On a rectangular metal sheet of area 135 sq in, a circle is painted such that the circle touches two opposite sides. If the area of the sheet left unpainted is two-thirds of the painted area then the perimeter of the rectangle in inches is

• A. $5\sqrtπ\bigg(\frac{3+9}{π}\bigg)$
• B. $3\sqrtπ\bigg(\frac{5}{2}+\frac{6}{π}\bigg)$
• C. $3\sqrtπ\bigg(\frac{5+12}{π}\bigg)$
• D. $4\sqrtπ\bigg(\frac{3+9}{\sqrt π}\bigg)$

Answer 1

Answer: (B)

$3\sqrtπ\bigg(\frac{5}{2}+\frac{6}{π}\bigg)$

Answer 2

The correct option is (B): $3\sqrtπ\bigg(\frac{5}{2}+\frac{6}{π}\bigg)$

Let the length and the breadth of the rectangle be l and b respectively.

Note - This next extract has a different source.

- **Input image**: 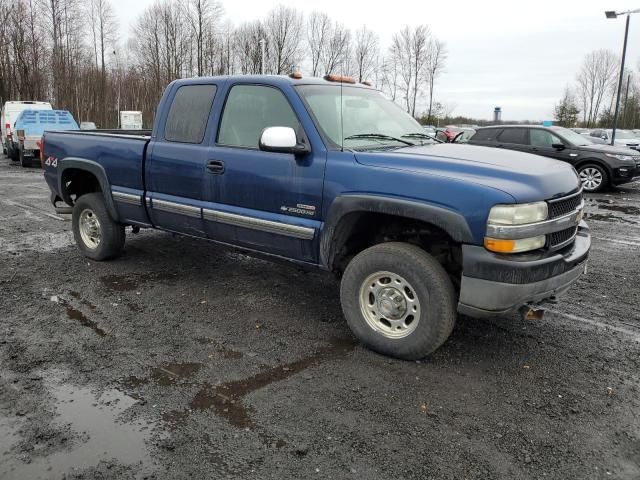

As the circle touches the two opposite sides, its diameter will be same as the breadth of the rectangle.

Given, lb = $135$ and lb = $π(b/2)^2 = \frac{2}{3}×π(b/2)^2$

$⇒ \frac{5}{3}π\bigg(\frac{b^2}{4}\bigg) = 135 ⇒ b = \frac{18}{\sqrtπ}$

From this l = $\frac{15\sqrtπ}{2}$

∴ Required perimeter:

$2(l+b)=2\bigg[\frac{15\sqrtπ}{2}+\frac{18}{\sqrtπ}\bigg]=3\sqrtπ\bigg[\frac{5}{2}+\frac{6}{π}\bigg]$